21
votes

I have a very simple scenario involving a database and a JMS in an application server (Glassfish). The scenario is dead simple:

1. an EJB inserts a row in the database and sends a message.
2. when the message is delivered with an MDB, the row is read and updated. 

The problem is that sometimes the message is delivered before the insert has been committed in the database. This is actually understandable if we consider the 2 phase commit protocol:

1. prepare JMS
2. prepare database
3. commit JMS
4. ( tiny little gap where message can be delivered before insert has been committed)
5. commit database

I've discussed this problem with others, but the answer was always: "Strange, it should work out of the box".

My questions are then:

  • How could it work out-of-the box?
  • My scenario sounds fairly simple, why isn't there more people with similar troubles?
  • Am I doing something wrong? Is there a way to solve this issue correctly?

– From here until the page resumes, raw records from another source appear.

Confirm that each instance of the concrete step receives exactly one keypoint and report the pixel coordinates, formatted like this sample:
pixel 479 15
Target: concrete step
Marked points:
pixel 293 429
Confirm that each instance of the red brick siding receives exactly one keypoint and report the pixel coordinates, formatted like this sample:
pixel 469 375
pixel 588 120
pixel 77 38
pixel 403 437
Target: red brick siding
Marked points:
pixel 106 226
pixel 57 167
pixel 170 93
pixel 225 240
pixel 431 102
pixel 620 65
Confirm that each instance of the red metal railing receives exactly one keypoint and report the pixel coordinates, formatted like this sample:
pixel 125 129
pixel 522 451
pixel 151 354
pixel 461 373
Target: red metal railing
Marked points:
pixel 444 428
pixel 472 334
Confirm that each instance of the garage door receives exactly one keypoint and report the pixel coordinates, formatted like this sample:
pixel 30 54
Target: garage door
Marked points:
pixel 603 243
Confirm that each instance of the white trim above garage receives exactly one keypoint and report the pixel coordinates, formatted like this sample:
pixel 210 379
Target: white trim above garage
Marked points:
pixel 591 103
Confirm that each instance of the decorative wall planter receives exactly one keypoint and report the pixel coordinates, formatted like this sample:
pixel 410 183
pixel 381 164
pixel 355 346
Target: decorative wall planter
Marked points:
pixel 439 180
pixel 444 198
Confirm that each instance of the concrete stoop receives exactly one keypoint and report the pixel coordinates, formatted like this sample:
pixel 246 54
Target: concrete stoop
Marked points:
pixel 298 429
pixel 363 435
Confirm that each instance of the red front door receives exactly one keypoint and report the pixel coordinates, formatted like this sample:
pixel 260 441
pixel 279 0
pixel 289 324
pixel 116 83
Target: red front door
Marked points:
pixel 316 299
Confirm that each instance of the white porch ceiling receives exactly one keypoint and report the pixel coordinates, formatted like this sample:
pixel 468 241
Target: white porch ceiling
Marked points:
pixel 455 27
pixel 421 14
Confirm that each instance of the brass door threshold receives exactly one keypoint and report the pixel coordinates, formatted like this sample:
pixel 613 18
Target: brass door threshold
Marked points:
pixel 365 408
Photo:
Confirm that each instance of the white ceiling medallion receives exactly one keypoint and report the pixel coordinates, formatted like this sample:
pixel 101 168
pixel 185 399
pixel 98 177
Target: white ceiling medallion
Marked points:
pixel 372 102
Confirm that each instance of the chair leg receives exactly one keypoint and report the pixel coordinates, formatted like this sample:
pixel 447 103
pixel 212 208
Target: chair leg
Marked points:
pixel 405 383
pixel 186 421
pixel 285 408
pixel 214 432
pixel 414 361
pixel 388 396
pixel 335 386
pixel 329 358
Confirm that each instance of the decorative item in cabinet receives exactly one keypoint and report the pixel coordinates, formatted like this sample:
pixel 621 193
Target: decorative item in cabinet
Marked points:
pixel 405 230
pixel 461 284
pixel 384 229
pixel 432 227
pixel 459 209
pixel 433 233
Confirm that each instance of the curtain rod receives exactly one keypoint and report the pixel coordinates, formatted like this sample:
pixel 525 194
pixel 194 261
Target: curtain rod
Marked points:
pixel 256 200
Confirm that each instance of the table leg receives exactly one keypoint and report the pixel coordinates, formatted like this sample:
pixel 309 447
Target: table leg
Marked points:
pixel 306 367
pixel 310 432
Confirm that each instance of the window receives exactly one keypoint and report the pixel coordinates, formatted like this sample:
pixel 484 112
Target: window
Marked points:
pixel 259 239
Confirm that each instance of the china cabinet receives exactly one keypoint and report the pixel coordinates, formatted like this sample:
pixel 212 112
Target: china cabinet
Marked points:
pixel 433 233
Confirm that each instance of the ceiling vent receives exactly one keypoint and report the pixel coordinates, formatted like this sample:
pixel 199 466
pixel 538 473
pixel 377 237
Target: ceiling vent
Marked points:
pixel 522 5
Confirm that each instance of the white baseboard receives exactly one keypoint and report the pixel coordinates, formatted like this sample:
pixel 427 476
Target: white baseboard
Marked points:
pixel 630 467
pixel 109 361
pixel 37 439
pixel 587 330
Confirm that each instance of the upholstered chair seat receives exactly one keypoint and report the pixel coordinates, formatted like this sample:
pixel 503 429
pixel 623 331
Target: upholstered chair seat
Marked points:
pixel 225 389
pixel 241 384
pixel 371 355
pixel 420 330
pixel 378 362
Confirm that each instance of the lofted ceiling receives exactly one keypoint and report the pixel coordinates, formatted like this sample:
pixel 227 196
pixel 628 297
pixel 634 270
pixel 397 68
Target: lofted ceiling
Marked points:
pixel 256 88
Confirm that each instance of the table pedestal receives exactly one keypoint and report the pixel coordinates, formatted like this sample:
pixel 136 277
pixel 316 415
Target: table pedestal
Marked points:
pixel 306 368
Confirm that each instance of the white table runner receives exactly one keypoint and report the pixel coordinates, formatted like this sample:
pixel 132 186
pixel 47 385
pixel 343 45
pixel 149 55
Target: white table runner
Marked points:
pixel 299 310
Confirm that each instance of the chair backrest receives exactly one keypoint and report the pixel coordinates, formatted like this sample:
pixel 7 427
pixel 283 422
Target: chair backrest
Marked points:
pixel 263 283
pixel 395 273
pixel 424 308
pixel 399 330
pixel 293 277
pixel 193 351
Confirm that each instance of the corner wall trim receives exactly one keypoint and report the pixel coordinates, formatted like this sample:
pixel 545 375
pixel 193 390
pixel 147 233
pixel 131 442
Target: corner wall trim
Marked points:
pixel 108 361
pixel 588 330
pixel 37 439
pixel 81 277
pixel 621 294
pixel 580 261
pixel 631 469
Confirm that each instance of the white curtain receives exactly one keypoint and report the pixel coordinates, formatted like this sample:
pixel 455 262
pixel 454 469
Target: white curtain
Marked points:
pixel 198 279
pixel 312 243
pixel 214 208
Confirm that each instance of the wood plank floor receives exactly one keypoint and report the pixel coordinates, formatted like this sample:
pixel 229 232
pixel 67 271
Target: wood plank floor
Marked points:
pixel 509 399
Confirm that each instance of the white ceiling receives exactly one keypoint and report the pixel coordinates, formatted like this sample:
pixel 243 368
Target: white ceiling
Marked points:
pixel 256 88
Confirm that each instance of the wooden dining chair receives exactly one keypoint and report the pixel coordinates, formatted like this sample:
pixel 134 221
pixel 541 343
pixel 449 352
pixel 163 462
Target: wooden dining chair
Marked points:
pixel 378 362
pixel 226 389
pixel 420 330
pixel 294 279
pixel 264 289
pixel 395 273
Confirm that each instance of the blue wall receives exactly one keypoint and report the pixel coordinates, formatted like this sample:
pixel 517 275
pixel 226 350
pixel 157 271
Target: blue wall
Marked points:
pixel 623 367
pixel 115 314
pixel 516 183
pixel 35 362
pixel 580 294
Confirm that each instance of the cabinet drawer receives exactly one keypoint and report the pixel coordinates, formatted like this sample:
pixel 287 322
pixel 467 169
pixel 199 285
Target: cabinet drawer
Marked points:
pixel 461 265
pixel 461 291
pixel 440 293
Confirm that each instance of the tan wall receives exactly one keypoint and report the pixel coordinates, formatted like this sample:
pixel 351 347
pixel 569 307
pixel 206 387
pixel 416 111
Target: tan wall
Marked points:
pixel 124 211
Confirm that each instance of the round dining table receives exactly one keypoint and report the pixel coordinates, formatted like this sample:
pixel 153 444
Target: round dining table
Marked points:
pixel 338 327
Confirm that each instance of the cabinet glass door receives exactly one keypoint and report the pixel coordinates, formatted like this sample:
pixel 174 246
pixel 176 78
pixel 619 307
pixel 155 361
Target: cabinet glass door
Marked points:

Here are a bit more details about my understanding of the problem:

This timing issue exist only if the participant are treated in this order. If the 2PC treats the participants in the reverse order (database first then message broker) that should be fine. The problem was randomly happening but completely reproducible.

I found no way to control the order of the participants in the distributed transactions in the JTA, JCA and JPA specifications neither in the Glassfish documentation. We could assume they will be enlisted in the distributed transaction according to the order when they are used, but with an ORM such as JPA, it's difficult to know when the data are flushed and when the database connection is really used. Any idea?

1
questions: is MDB running on same server? if yes is MDB also using JPA to update the record? if yes are you using second level cache (I read you are using Hibernate in the Other post)? And finally if yes (using cache) can I know what implementation of cache you are using?Elister
@Elister. Everything runs in the same server. We used JPA everywhere. Second level cache was disabled altogether. (The workaround we found was to use a native query select * for update to read the row in the MDB. Then it waits until 1st transaction is committed.)ewernli
Could you please show some pseudo code? I'd like to know if you update the db in one EJB method and send the JMS message in another one (and maybe wrap the whole thing in a third method), if you use different EJBs, etc.Pascal Thivent
@Pascal I had created a reproducing test case. Here it is the source code and the instructions: forums.java.net/jive/message.jspa?messageID=353154#391321ewernli
WebSphere 7 has added this support. Look at the "Commit priority for transactional resources" section publib.boulder.ibm.com/infocenter/wasinfo/fep/index.jsp?topic=/…Aravind Yarram

1 Answers

12
votes

You are experiencing the classic XA 2-PC race condition. It does happen in production environments.

There are 3 things coming to my mind.

  1. Last agent optimization where JDBC is the non-XA resource.(Lose recovery semantics)
  2. Have JMS Time-To-Deliver. (Deliberately Lose real time)
  3. Build retries into JDBC code. (Least effect on functionality)

Weblogic has this LLR optimization avoids this problem and gives you all XA guarantees.